The present study also showed significant higher mortality and a tendency of lower frequency of an excellent outcome among MIS patients with AF than among those without AF. The frequency of AF in MIS patients is not uncommon. Our study showed a frequency of 15.2%, which was comparable to 12.3%, as reported by a registry study in Korea [12]. We observed that MIS patients with AF underwent more RT than those without AF, probably because they come to the hospital sooner after onset. The difference in frequency of an excellent outcome between RT and SMT groups was not significant, while RT significantly increased the frequency of mRS = 0 compared to SMT, suggesting that MIS patients with AF could be good candidates for RT.

There were several limitations to the present study. This was a retrospective study conducted in a single hospital over 13 years, during which therapy for AIS, especially EVT, evolved constantly with time.
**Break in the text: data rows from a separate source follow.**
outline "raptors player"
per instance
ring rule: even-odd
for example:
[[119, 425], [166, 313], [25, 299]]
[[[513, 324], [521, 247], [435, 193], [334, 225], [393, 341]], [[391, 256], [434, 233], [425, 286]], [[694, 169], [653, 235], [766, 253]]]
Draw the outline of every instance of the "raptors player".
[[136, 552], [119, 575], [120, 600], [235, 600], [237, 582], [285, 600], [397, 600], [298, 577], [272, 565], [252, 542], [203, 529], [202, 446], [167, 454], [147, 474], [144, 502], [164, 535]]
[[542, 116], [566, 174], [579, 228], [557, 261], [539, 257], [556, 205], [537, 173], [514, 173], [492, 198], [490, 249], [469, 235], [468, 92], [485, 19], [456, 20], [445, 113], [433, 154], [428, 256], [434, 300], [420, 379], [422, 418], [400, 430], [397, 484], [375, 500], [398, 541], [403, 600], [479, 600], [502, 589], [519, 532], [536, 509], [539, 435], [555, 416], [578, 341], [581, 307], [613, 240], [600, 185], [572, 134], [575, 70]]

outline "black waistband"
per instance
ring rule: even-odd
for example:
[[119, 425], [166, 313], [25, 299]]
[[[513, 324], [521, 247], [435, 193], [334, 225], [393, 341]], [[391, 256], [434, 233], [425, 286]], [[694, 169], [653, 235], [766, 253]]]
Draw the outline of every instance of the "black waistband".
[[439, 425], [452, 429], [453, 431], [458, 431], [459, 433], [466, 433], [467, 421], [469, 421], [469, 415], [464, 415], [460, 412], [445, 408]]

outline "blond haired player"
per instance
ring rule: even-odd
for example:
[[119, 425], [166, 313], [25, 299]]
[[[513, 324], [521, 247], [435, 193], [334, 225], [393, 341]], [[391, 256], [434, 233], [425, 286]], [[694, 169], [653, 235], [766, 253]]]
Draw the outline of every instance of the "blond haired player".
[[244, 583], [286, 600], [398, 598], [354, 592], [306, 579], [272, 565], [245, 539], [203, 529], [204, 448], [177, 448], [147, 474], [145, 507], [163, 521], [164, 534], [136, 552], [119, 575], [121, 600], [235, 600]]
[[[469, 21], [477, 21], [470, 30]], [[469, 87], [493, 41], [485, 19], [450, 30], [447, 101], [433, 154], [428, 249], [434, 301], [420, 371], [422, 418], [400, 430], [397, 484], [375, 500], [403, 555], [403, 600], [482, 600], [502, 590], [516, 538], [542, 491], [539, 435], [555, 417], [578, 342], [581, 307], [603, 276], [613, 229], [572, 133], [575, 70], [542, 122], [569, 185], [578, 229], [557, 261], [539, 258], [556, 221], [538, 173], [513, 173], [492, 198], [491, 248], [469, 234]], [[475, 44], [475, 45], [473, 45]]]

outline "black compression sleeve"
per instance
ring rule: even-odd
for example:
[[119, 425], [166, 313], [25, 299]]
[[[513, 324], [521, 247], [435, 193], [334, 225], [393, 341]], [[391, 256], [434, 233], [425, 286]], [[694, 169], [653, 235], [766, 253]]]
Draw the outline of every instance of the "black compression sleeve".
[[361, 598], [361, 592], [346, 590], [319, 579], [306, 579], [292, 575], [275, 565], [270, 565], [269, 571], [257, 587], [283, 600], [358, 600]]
Despite such a long-term registry, the number of MIS patients who received RT was small, and the clinical characteristics of the AF-RT group were very different at some points from the AF-SMT group before PSM. Because many patients received SMT, extracting matched patients to those with RT was accomplished. At present, we have not been able to obtain sufficient therapeutic decision-making evidence for MIS patients from previous studies. Despite these limitations, however, the results from the present study are clinically relevant.

Conclusion

The present study suggests that RT compares favorably with SMT for MIS patients with AF; however, this should be examined through further studies using new thrombotic agents and devices for EVT.